The reason why I have so many tattoos is because I have been lucky enough to have friends who are tattoo artists and if I like a person, then I’ll get tattooed by them. It’s usually because they make it affordable for me and it’s usually ‘I’ll advertise your work and you tattoo me for free’ [laughs]. And that’s it. I can’t really afford to get tattoos and I’ve had good friends who have hooked me up. Like when Rose Hardy would tattoo me I would go in and clean and sterilise all her equipment for her and it would take me an hour so she’d pay me by doing an hour’s work on me. We’ve known each for ages. Or when I was working at Green Lotus for a while Dan Power, who is now in Perth, he tattooed my whole back for me because I booked in all his jobs and cleaned all his stuff for him. We just got on really we and so he was like “Hey lets put a huge fucking tiger on your back. What do you think about that?” and I was like “Sure that sounds fantastic, lets spend the next year doing that.” That being said, as much as I love tattoos, tattoos don’t mean much to me and if I had the choice now I would quite happily have none.

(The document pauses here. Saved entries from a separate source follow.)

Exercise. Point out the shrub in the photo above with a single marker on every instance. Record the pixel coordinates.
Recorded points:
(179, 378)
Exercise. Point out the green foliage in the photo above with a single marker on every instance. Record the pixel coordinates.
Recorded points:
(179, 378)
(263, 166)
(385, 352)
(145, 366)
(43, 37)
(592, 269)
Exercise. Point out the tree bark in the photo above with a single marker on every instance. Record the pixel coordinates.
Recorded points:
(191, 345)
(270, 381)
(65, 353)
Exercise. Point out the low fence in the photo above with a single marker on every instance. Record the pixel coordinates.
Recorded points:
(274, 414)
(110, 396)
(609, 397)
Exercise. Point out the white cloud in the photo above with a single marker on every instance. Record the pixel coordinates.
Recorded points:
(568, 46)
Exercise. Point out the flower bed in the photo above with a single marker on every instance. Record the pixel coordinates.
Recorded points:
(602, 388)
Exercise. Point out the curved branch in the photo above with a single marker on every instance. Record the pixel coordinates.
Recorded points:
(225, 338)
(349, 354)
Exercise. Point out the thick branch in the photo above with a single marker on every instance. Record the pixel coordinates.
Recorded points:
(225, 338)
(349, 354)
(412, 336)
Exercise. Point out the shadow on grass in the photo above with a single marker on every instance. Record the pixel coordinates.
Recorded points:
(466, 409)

Would you get any tattoos removed?If I had less I would get some removed, but when you are completely covered then where do you start? It’s like you have a really dirty floor and you get the bleach out and you start with this one little patch and all of a sudden it is like I’ve got this white spot on my floor and you have to make the whole floor white or it will look pretty fucking stupid, you know?
Is there one that’s the most significant on a body covered with tattoos? Well, there is a bunch, but I have a key on my thumb that is kind of important as my wife has the locket on her arm. So that’s kind of nice and significant.